Written by Joe McKendrick, Contributing Writer

In a new paper published by the Business Process Management Institute gives its stamp of approval to Business Process and Notation 2.0, released in January 2011, saying it fulfills the requirements of enterprise-grade Business Architecture Modeling. 

Business architecture modeling (BA, not another BAM) is an emerging approach that is still new to many enterprises. BA differs from business process modeling is more static, more of a blueprint than the more dyamic BPM. BA serves as an extension of BPM, as it provides additional insights into linked business processes from an enterprise perspective.

Here is a nice summary of BA, described by Hariharan V. Ganesarethinam in Service Technology:

"Business architecture modeling involves developing various models for business goals, business functions, business processes, entities, communication, and organization. There is no single modeling tool or diagram that can be applied to all business architecture modeling. There are various modeling tools and approaches to be followed for each based on the scope and purpose of the diagram.

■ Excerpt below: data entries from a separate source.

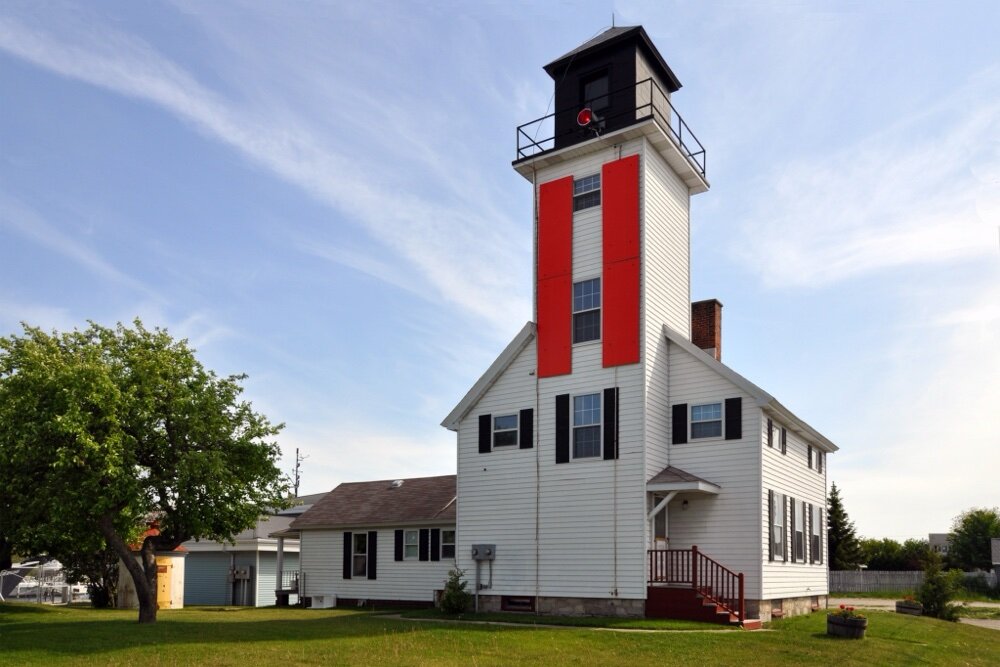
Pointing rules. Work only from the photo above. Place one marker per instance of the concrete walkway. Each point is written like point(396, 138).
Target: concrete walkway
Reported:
point(890, 605)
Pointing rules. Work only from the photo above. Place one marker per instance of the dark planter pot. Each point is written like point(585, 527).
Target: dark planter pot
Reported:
point(851, 628)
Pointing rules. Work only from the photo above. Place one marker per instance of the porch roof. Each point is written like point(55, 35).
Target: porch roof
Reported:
point(675, 479)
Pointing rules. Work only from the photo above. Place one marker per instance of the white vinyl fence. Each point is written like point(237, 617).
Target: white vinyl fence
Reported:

Recently, Business Architecture Working Group (BAWG) of Object Management Group (OMG) is bringing standardization in business architecture in the name of business architecture body of knowledge (BABOK)."

BPMN 2.0 meets the most basic requirements for BA, says the BPM Institute paper's author, Ralph Whittle, a strategic IT and business consultant and author. As he notes, "the primary goal of BPMN is to provide a notation that readily understandable by all business users, from the business that create the initial drafts of processes, to the technical developers responsible for implementing the technology that will perform those processes, and finally, to the businesspeople who will monitor and manage those processes."

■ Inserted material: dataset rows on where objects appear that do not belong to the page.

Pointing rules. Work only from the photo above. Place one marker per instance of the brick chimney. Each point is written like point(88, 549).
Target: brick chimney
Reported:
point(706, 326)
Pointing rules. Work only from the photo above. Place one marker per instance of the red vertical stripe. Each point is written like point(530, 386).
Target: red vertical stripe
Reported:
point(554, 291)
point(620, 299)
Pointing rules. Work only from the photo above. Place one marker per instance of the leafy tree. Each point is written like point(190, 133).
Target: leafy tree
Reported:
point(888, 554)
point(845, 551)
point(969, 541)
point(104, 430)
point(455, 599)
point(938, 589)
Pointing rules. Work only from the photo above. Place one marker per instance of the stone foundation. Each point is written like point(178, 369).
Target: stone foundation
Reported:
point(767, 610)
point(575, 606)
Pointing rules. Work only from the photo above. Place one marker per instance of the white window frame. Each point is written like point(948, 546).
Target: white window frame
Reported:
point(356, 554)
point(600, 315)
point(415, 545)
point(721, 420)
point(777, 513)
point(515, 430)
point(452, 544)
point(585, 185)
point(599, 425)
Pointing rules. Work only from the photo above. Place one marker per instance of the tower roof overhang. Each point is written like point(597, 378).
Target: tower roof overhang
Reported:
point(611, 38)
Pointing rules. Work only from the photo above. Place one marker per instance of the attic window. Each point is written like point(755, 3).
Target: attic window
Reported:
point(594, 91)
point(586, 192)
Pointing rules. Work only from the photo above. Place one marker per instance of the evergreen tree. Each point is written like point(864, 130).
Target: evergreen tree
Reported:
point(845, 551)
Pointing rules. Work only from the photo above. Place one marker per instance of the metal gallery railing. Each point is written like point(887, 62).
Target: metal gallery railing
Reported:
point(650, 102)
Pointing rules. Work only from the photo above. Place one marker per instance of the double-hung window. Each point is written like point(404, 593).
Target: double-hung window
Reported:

The BPMN 2.0 spec is hosted and organized under the aegis of the Object Management Group, 

Whittle explored and analyzed BPMN 2.0 for use in BA, concluding that BPMN 2.0 "meets the most basic requirements for a shared modeling language between the two approaches." In addition, he adds, "there is no reason to purchase additional software to support business architecture modeling beyond what the enterprise already uses for business process modeling."

While this was not a stated intention of BPMN 2.0 development, he adds, "it is characteristic of the evolving nature of BA and its 'transitive link' to the business processes."